Fraud and Racketeering
Donziger is an adjudicated fraudster and racketeer. The U.S. District Court for the Southern District of New York found he obtained the 2011 Ecuador judgment against Chevron through fraud, bribery, and corruption, committing extortion, wire fraud, money laundering, obstruction of justice, witness tampering and violating the U.S. racketeering statute (RICO) and the Foreign Corrupt Practices Act (FCPA). The court’s March 4, 2014 decision was unanimously affirmed in 2016 by the U.S. Court of Appeals for the Second Circuit. The U.S. Supreme Court refused to review the appellate decision. In a 2014 editorial,The Wall Street Journaldubbed Donziger’s Ecuador scheme “the legal fraud of the century,” calling it “dishonest and corrupt.”
Ecuador Admits the Fraud
After years of denials, Ecuador now admits to Donziger’s fraud and corruption in its courts.

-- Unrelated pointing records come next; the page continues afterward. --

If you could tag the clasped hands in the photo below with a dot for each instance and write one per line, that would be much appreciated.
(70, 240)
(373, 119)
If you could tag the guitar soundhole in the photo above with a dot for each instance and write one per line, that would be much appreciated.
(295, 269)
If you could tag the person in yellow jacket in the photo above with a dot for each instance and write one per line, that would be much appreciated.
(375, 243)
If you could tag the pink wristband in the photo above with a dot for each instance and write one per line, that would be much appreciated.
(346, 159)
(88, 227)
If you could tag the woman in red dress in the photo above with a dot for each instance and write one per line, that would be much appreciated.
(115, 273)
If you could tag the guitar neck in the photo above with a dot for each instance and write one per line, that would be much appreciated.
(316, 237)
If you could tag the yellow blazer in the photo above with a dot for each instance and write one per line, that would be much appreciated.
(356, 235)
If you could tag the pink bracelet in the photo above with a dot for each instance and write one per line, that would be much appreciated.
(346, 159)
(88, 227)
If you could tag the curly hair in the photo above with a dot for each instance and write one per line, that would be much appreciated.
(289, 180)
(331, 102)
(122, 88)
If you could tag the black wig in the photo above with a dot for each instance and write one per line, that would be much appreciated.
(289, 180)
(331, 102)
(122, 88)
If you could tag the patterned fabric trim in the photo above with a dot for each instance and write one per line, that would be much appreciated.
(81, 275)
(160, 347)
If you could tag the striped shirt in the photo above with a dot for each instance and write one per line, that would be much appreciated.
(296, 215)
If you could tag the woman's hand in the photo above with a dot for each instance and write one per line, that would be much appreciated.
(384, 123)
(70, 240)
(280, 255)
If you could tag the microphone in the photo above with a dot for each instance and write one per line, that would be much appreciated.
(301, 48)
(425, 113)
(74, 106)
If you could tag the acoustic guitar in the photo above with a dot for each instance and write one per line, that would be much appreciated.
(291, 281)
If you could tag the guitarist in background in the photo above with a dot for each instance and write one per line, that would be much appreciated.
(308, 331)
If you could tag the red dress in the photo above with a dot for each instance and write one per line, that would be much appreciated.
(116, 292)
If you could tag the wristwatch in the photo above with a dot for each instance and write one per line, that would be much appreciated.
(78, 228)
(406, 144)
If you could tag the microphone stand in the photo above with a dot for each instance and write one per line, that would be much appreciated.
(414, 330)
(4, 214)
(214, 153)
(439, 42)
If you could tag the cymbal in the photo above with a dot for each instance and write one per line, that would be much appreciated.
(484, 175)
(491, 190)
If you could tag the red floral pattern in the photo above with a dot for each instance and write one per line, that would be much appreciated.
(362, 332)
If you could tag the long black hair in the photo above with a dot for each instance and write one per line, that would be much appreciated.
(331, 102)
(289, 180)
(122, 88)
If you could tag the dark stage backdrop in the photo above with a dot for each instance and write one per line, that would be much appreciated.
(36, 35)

In a public filing last year, Ecuadorian ambassador to the U.S., Ivonne Baki, acknowledged that the Lago Agrio judgment is “fraudulent.” Similarly, the District Court of The Hague, in a decision in 2020, confirmed that, “The fraudulent character of the judgment and the proceedings preceding it is common ground” between Chevron and Ecuador.
Multiple Losses
Donziger has lost in every court outside the fraudulent case in Ecuador. Courts in the United States, Argentina, Brazil, Canada, Gibraltar, Holland, and an international tribunal in The Hague have all rejected the fraudulent Ecuadorian judgment against Chevron, confirming its unenforceability in any country that respects the Rule of Law. The arbitral tribunal in The Hague, in a unanimous ruling – including an arbitrator appointed by Ecuador, found that the Ecuadorian judgment violated international law and should not be enforced anywhere in the world.
What clients?
The Unión de Afectados por Texaco (UDAPT), which purports to represent most of the 46 Lago Agrio plaintiffs and all the relevant indigenous communities in the region, fired him as a lawyer, spokesman and representatives and declared him “persona non grata” in Ecuador in 2013. In a press release, UDAPT said its members decided to do this after Donziger failed to explain what he had done with $20 million raised in their name. “Donziger is not authorized to represent them or raise money, and if he does, the communities will disavow any statement or commitment made on their behalf,” the group said. In a draft letter, UDAPT also said they were concerned about reports Donziger would personally receive more than $600 million from the litigation and that he had “acted in his own interest and against the interest of the affected Ecuadorians.” In 2014, one indigenous group, the Waorani, sued Donziger for alleged unjust enrichment, claiming he falsely “represented to the [Ecuadorian] Court that [he] represent[ed]” them. The Waorani said Donziger’s interests in the Ecuador case “lie not in securing the Plaintiffs’ rights and interests in the [Ecuadorian] Judgement, but rather in collecting as much of the judgment as possible” for himself, they said.